Auch als Komponist ist Nitsch hervorgetreten. So erfolgte 2009 im MZM Mistelbach die Uraufführung seiner Ägyptischen Symphonie, 2012 erklang in Linz die "sinfonie für 100 pianistinnen an 33 klavieren und 1 synthesizer".

Polarisierender Aktionismus

Zuletzt hatte Nitsch, dessen Orgien Mysterien-Theater seit Jahrzehnten heftig umstritten ist, in Leipzig mit seiner mittlerweile 138. Aktion die Gemüter erhitzt. Sein als Gesamtkunstwerk intendierter Aktionismus polarisiert nach wie vor, auch wenn heimische und internationale Würdigungen längst eingesetzt haben. Nitsch-Arbeiten finden sich in praktisch allen großen internationalen Museen und Sammlungen.

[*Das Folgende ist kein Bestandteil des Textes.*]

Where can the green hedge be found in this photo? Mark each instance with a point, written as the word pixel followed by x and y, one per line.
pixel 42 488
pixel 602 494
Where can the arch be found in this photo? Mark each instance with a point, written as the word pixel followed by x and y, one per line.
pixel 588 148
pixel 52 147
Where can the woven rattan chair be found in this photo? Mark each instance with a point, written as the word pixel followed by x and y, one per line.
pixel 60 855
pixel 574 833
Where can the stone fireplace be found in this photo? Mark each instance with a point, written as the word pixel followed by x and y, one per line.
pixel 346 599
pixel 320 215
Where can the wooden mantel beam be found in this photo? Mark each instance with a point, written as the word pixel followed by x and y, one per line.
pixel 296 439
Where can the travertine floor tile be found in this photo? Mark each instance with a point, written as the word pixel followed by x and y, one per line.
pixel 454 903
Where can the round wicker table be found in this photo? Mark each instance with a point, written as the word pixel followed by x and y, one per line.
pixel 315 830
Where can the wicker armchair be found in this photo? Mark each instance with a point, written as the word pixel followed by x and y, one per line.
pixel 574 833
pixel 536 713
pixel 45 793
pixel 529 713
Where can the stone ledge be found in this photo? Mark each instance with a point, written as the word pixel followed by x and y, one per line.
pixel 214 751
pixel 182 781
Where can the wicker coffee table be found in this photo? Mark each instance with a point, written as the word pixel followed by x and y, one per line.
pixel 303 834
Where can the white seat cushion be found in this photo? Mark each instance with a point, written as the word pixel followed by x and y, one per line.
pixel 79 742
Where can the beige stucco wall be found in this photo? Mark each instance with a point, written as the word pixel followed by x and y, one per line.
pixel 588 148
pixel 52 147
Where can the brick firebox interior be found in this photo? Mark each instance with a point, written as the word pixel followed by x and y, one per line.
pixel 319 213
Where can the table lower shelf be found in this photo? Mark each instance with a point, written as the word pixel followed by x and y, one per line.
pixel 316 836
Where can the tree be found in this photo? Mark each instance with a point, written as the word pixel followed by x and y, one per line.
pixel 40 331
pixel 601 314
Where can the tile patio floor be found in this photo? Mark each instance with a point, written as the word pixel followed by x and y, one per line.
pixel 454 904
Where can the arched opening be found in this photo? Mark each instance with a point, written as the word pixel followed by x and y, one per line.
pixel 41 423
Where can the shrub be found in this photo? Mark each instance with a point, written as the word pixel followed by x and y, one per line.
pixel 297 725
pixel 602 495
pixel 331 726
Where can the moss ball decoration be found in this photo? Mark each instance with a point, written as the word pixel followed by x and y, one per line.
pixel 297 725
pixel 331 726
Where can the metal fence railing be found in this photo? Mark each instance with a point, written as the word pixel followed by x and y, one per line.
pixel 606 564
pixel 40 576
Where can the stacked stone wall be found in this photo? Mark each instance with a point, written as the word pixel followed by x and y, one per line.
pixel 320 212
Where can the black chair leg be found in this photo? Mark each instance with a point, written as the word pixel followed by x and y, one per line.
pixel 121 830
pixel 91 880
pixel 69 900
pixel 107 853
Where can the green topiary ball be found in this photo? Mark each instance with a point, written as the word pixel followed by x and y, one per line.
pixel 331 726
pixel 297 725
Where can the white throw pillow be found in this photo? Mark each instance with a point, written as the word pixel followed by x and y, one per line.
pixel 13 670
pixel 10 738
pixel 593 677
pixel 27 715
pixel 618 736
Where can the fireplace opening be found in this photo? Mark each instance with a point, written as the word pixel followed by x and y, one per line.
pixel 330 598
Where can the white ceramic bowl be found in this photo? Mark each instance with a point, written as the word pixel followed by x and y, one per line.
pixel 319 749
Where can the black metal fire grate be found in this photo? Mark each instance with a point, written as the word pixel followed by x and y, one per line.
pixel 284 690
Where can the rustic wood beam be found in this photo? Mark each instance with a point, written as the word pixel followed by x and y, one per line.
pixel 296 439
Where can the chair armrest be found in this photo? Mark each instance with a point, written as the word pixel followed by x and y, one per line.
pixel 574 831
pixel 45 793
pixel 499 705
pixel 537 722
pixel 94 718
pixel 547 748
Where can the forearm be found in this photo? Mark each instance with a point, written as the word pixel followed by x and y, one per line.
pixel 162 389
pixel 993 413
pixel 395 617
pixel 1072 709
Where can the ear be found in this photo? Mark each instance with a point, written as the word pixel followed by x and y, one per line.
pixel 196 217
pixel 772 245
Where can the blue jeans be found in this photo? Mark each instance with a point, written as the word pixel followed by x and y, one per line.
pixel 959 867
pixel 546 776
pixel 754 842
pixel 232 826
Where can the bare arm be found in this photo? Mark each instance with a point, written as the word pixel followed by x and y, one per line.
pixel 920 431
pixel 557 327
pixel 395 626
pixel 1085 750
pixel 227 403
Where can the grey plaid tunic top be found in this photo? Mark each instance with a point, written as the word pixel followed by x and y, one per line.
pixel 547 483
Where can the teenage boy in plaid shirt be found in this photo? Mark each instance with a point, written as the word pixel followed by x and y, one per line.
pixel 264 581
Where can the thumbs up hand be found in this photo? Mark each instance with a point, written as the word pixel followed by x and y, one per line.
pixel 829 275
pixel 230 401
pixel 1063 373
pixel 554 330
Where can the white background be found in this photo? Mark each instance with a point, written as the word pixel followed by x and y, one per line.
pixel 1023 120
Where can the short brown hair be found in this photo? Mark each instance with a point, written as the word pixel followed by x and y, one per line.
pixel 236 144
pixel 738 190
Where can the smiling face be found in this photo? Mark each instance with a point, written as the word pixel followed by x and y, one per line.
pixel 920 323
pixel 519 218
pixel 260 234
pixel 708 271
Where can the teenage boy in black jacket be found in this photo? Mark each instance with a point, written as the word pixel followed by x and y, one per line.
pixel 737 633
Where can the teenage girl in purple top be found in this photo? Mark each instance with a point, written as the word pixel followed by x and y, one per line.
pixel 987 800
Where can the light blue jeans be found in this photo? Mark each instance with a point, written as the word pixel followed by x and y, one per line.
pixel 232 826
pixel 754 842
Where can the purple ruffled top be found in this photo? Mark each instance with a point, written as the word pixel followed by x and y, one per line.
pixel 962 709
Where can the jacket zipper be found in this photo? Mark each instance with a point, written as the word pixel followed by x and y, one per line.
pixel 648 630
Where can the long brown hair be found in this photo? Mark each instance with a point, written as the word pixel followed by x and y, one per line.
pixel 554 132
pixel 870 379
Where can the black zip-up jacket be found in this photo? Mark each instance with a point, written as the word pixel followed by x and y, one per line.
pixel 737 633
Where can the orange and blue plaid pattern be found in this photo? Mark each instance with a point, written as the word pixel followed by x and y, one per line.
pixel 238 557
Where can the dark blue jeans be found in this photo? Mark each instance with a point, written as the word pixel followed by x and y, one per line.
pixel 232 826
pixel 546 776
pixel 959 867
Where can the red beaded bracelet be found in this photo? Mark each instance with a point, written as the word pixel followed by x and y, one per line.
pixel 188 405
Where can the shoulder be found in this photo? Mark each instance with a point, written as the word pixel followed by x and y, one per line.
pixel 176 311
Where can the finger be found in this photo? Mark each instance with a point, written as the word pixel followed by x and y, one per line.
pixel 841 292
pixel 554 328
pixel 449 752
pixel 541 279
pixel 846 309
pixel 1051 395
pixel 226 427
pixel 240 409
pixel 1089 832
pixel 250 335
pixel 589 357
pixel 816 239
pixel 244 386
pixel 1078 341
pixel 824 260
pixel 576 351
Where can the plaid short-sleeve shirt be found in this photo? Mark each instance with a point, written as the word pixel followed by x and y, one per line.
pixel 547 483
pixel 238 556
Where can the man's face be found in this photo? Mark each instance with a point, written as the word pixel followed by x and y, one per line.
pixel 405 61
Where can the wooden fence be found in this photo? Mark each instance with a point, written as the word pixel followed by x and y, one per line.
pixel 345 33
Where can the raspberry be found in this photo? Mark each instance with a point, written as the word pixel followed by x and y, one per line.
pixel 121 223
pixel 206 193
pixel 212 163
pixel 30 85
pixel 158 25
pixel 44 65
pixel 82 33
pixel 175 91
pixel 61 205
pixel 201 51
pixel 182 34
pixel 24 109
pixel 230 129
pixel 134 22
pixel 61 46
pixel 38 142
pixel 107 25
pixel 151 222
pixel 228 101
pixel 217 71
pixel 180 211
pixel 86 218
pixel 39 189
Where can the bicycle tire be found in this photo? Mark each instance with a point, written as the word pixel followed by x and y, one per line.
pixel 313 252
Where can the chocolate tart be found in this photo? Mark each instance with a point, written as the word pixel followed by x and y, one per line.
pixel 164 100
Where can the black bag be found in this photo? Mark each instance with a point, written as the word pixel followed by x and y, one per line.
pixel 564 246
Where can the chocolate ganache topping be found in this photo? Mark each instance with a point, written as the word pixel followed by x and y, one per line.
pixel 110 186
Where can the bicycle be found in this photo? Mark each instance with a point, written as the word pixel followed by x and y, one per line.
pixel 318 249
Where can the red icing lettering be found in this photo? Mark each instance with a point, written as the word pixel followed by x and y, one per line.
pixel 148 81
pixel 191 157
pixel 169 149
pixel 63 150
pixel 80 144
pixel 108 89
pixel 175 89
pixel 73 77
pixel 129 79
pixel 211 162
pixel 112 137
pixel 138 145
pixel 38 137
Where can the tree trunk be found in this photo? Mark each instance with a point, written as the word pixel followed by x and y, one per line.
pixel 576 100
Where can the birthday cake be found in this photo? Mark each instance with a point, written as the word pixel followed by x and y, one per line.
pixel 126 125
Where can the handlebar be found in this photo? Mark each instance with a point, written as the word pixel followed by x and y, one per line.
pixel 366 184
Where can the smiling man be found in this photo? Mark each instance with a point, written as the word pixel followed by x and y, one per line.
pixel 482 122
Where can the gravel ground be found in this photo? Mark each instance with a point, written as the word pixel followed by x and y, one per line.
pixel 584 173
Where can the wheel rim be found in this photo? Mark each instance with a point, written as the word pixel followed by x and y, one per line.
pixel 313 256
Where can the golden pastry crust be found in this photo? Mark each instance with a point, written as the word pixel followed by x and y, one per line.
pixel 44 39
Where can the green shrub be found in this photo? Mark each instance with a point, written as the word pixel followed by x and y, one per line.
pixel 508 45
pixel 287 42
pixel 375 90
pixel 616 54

Im Nitsch-Museum im Museumszentrum Mistelbach läuft bis Ende Juli 2014 die Retrospektive "Sinne und Sein". Bei der aktuellen Biennale in Venedig ist Nitsch in zwei Gruppenausstellungen vertreten, ebenso bei "wagner sehen" im Rahmen von Paulus Mankers "Wagnerdämmerung" im Wiener Post- und Telegraphenamt. Ende November startet im museo nitsch in Neapel die Schau "Nitsch & Attersee". Und für 2014, spätestens 2015 schwebt dem Jubilar ein neuerliches Sechs-Tage-Spiel vor.